Is there a way in Python that I can create a ‘subgraph’ from a Tensor Expression? In particular, I have a large TE graph containing many operators and would like to lower only a small subgraph from within it. I’d expect all the inputs to the subgraph to be replaced with equivalent placeholder tensors.

Thanks

aca88 · October 7, 2020, 7:00pm

I don’t think I completely follow.

You have some chain of te stages. You want to pick a subset of these (i.e. the subgraph) and only (?) lower this subgraph?

What happens to the rest of the stages?

Wouldn’t tensorize be a way to technically handle a subset of the te stages “differently” (i.e. lowering to some intrinsic)?

Other than that, I would say I also only think I have seen something similar at the TIR level (VTA handles part of the TIR AST differently if they fit some pattern).

mbaret · October 7, 2020, 7:09pm

Essentially I’m trying to ‘partition’ a TE (that is, the graph of tensors/ComputeOps). The reason I want to do this is because the graph is very large (actually it’s a whole network lowered to TE) and I want to try some alternative scheduling options on only a small subgraph at a time.

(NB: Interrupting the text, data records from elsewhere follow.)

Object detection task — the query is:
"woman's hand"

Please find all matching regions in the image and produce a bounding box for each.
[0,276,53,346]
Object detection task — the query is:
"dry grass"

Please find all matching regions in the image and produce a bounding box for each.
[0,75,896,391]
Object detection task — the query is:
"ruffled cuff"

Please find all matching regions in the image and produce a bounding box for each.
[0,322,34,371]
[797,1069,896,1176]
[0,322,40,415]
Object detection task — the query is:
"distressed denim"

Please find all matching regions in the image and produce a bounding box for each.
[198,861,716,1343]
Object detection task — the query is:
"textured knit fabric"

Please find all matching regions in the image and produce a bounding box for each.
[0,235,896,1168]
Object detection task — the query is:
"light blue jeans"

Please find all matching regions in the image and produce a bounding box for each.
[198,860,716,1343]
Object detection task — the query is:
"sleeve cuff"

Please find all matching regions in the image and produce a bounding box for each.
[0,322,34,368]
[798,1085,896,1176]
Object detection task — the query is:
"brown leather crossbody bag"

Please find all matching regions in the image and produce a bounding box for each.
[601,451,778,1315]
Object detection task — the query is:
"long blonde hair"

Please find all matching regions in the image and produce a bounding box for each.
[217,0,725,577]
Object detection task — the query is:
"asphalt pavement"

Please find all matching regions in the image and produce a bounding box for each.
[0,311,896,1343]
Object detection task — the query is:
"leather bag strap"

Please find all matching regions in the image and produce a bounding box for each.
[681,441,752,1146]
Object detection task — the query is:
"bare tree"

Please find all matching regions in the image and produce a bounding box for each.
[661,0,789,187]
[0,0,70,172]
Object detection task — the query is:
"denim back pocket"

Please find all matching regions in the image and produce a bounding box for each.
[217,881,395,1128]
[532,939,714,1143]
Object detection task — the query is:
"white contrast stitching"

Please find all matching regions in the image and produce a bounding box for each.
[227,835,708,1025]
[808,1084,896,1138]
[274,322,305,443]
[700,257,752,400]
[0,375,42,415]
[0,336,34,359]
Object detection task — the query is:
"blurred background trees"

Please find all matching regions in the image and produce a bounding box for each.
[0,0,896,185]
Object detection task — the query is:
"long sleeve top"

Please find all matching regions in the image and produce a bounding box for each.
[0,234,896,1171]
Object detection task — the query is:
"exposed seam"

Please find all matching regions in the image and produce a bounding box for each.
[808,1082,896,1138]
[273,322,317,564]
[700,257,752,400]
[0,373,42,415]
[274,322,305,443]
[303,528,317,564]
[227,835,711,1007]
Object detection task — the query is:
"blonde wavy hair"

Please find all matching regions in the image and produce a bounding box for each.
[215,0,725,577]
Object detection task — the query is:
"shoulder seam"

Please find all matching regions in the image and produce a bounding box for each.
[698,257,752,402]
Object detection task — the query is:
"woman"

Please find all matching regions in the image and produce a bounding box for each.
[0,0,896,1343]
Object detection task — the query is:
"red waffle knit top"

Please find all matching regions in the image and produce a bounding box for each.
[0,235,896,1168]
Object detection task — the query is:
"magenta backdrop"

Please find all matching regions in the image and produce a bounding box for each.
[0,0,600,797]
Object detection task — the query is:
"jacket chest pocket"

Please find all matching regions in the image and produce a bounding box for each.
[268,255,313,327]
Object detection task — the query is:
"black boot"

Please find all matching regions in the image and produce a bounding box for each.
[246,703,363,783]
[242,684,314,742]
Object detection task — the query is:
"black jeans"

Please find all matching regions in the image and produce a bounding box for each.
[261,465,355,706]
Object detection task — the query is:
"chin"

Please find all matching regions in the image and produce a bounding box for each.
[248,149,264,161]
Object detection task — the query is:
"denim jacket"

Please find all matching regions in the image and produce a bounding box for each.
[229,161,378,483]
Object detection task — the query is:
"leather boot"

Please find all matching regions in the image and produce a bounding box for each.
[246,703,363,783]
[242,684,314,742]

I can actually do this by only scheduling the ops in my subgraph (and leaving the rest to ‘default’ scheduling), but then I need to lower the entire graph for every small change in scheduling rather than just lowering the subgraph.

aca88 · October 8, 2020, 5:46am

So in essence: Normally a complete TE graph will be lowered to TIR representation. Your assumptions is that doing small changes in part of the TE graph should not propagate throughout all the TIR AST and you want to somehow “cache” the part of the TIR which is independent of changes of this subgraph. I guess since you are describing a complete network in TE lowering takes some time and you want to save this time. Correct?

Sadly I don’t know how to help you. The only thing that comes to mind is to do it at TIR level, but this would basically mean you need to reimplement the scheduling primitives (from TE) directly on TIR level. Maybe leverage the functionality from [RFC] TensorIR: A schedulable IR for TVM can help you?